The Lovers

The Lovers begins with its protagonist, Yvonne, returning to the coastal village in Turkey where she and her husband spent their honeymoon almost thirty years ago. The trip is not a happy one: Yvonne, no longer a wife, but a widow, is now navigating the foreign land alone. She is dealing not only with the grief that continues to consume her two years after her husband Peter’s death, but also the unique transition that comes with being widowed, the mathematical shift from two to one. Tired of every trite offer of condolence, and the impossible new routine of her life at home, she has come to Datça hoping to retreat into memories of brighter days.

She immediately realizes that the landscape has changed, both in the small Turkish town and in her soul. What was once beautiful and light and new is now edging toward ruin. Yvonne is in her early fifties, but suddenly feels old, as if the word “widow” carries with it the implication of advanced age, forfeited love, and waiting for death. She is acutely aware that she is no longer seen as a sexual creature, a likely candidate for love—though, of course, she also has no desire to be one. Trapped in a fog of grief, she is concerned not with her future, but with her past: her early days with Peter, the time when their children were young, the later years that were marked by escalating tension. It’s as if she floats but doesn’t touch the ground, as if she she looks around but never sees.
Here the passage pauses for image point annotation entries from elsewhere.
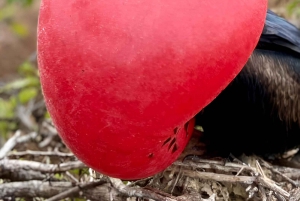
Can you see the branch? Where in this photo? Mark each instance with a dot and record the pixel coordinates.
(13, 141)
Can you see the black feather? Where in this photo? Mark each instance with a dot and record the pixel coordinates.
(259, 112)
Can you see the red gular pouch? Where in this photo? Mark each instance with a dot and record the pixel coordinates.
(121, 79)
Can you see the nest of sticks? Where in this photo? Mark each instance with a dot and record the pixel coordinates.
(36, 165)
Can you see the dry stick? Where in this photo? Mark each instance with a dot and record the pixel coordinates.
(13, 141)
(219, 177)
(136, 192)
(295, 184)
(33, 188)
(241, 179)
(41, 153)
(75, 190)
(15, 165)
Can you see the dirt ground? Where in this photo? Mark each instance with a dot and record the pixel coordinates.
(15, 49)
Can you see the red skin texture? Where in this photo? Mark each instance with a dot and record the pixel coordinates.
(122, 77)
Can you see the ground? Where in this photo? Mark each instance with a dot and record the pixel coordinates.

The novel, a masterly exploration of female interiority, captures the almost dreamlike logic that now dictates Yvonne’s life. Indeed, she is not so much living life as she is trapped in a loop, interacting with the outside world only in a way that draws her further into herself. She makes a few friends—the jilted Özlem, a Dove soap model,and ten-year-old Ahmet, who sells sea shells—but cannot truly be a good friend in return. This eventually leads to a tragic accident, though it, too, matches the muted, dreamy pace of the novel. Still, it is only after Yvonne is confronted with another senseless death (the first being her husband Peter’s) that she slowly begins to emerge from her hypnotic state.

I found this novel to be less polished than Vendela Vida’s previous one, Let the Northern Lights Erase Your Name, but still excellent. There is no debating that Vida is a talented writer, expertly tuned into the intricacies of female experience. Her writing is understated, but powerful; her details are often spare but just perfect. She transports her readers to new, fascinating worlds, but never resorts to vulgar exoticism. Rather, she is concerned with the disorientation that occurs when a woman—in this case, a middle-aged woman, older than Vida herself—is placed, alone, in an unfamiliar context. The result is unnerving, yet satisfying.

My only complaint is that Vida never quite seems to know how to end her stories; in this novel, the last page comes too quickly, and the words fade away abruptly. It is as if the alarm has gone off, and Yvonne has been shaken from her dream prematurely. This jarring conclusion only half-works; I found myself wishing for something stronger, weightier. Still, perhaps this is the point, that the novel is a dream of disorientation, and must end the second clarity arrives. Regardless, it is a thoughtful—and thought-provoking—read, which approaches grief in a way that is both sympathetic and unflinching. For as unreal as its atmosphere often seems, it always rings true.